Equity markets may rebound to start the year, but BCA Research cautions that the macro environment is still risky.

In a research note, BCA reports that last year’s selloff left global equity prices down nearly 50% from their cyclical highs, making this the second deepest bear market in the past 40 years.

“In other words, a lot of bad news has been discounted as sentiment became crushed and investors rushed for safety. It now appears that selling pressures may finally be abating: equity prices have edged higher in recent trading days on the back of tentative improvements in the credit markets and an easing in implied option volatilities from sky-high readings,” it says.

“Upside momentum could persist in the weeks ahead as investors and money managers reposition their portfolios and redeploy some of the cash piled on the sidelines.
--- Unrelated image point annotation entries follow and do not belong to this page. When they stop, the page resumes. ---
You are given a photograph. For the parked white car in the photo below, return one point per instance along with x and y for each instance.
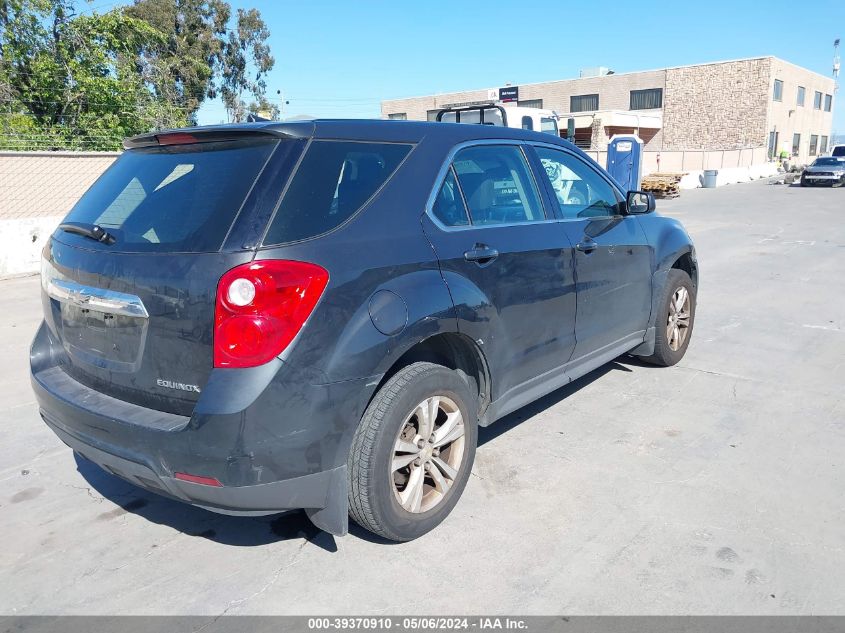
(493, 114)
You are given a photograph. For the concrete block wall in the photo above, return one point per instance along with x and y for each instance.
(37, 189)
(786, 117)
(720, 106)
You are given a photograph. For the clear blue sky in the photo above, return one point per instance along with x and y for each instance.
(340, 58)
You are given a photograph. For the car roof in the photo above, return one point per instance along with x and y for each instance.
(367, 129)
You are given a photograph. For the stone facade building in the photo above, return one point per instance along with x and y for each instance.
(732, 105)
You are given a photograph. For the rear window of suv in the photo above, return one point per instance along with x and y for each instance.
(179, 198)
(333, 181)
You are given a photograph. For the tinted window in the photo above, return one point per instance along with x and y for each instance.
(181, 198)
(497, 185)
(580, 191)
(449, 205)
(333, 181)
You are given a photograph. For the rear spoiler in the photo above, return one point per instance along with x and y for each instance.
(215, 134)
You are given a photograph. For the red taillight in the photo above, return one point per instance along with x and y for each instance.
(261, 307)
(197, 479)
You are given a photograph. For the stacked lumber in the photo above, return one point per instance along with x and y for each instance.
(662, 185)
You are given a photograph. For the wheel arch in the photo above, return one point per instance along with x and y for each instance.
(453, 350)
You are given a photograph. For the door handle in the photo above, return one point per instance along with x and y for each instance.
(481, 254)
(587, 246)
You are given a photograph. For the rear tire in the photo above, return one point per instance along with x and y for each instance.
(408, 423)
(674, 321)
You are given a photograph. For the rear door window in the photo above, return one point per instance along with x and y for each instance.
(497, 185)
(333, 181)
(179, 198)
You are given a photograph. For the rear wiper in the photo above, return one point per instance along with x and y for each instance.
(91, 231)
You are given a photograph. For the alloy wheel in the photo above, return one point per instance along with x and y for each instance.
(428, 454)
(677, 326)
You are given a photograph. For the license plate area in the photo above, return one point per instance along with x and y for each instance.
(99, 327)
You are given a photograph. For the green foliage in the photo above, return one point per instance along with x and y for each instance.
(246, 60)
(87, 80)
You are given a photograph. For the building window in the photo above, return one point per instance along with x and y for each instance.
(650, 99)
(773, 144)
(583, 103)
(777, 93)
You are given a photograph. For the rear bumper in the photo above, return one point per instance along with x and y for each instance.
(266, 461)
(822, 180)
(309, 491)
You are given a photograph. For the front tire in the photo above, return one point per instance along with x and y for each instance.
(675, 320)
(412, 453)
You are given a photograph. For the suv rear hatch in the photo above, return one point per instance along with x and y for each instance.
(130, 277)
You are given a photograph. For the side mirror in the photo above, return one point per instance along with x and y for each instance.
(639, 202)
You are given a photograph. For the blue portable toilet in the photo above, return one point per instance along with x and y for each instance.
(625, 160)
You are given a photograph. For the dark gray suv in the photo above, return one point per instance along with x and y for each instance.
(319, 315)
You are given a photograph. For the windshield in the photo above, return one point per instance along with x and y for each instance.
(180, 198)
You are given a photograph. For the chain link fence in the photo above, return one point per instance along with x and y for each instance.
(37, 189)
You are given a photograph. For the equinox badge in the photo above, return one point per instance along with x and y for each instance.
(170, 384)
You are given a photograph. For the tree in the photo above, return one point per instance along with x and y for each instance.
(70, 80)
(86, 81)
(182, 69)
(246, 60)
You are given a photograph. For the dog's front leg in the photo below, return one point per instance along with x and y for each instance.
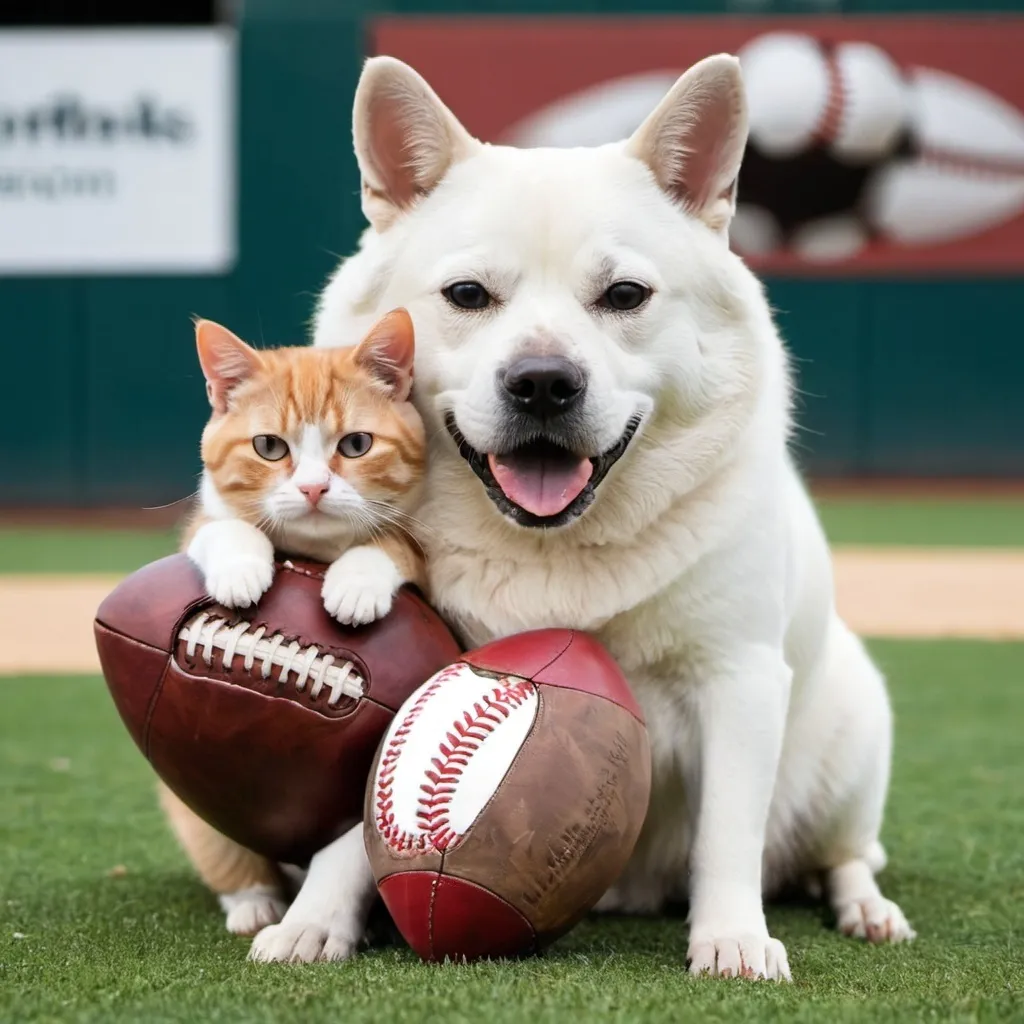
(740, 718)
(329, 915)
That said, it is difficult to see how equities can sustain an advance until the monetary transmission mechanism begins to function more normally,” it warns.

Also, BCA says that the poor earnings outlook will be a persistent headwind for stocks throughout 2009 and analysts are likely to be disappointed in their overly optimistic profit forecasts: earnings could fall by as much as 25% to 30% as revenue growth slows and margins contract, it suggests.

“Equities seem poised to edge higher from oversold levels but a sustained advance will rely on the stabilization of credit markets,” it concludes.